Todos estos trabajos proporcionan una visión integral de cómo los clivajes tradicionales han sido transformados o reemplazados por nuevos ejes de división política en respuesta a cambios socioeconómicos, culturales y en las relaciones internacionales.
Líneas de investigación
El concepto de clivaje ha generado debates en torno a su relevancia en contextos políticos cambiantes, especialmente con la emergencia de nuevas divisiones sociales y políticas. Algunos académicos argumentan que los clivajes tradicionales están perdiendo importancia en favor de nuevas divisiones basadas en cuestiones como la globalización, la migración, el medio ambiente o la tecnología. Sin embargo, otros sostienen que los clivajes tradicionales aún tienen influencia y que es necesario adaptar el concepto para entender las nuevas realidades políticas.
Un problema de la teoría de clivajes es que se ha venido ampliando tanto en sus connotaciones que resta al concepto capacidad empírica.
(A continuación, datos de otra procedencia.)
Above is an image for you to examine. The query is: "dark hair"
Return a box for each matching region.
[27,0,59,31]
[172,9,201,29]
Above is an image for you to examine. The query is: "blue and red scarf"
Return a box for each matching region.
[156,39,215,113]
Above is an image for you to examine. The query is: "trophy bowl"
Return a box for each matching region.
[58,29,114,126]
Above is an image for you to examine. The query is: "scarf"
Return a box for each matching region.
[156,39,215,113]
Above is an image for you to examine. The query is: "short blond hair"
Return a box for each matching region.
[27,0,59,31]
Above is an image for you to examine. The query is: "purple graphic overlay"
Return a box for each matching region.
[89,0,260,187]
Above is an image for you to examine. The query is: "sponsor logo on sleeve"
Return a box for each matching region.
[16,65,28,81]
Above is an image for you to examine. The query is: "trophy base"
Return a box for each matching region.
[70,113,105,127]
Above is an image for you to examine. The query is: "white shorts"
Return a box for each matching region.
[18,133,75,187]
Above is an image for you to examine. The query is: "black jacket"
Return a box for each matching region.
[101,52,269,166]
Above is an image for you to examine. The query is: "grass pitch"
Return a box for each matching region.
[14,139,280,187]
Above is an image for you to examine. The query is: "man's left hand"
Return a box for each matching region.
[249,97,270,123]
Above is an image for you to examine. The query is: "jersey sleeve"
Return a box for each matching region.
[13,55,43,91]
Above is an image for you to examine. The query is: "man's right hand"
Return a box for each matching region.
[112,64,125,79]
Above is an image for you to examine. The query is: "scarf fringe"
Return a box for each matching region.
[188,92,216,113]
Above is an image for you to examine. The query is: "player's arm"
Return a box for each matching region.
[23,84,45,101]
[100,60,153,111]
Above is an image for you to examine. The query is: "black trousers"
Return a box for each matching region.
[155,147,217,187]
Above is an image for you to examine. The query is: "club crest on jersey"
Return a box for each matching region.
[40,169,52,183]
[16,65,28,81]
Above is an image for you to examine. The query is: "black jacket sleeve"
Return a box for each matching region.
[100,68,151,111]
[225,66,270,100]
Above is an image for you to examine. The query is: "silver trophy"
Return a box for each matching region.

A pesar de los debates, el concepto de clivaje sigue siendo una herramienta valiosa para analizar las divisiones sociales y políticas en las sociedades contemporáneas. Su utilidad radica en su capacidad para identificar patrones de conflicto y cooperación, así como para comprender la dinámica de los sistemas políticos y la evolución de las identidades sociales. En un mundo cada vez más complejo y diverso, el estudio de los clivajes sociales sigue siendo relevante para comprender las tensiones y los desafíos que enfrentan las democracias modernas.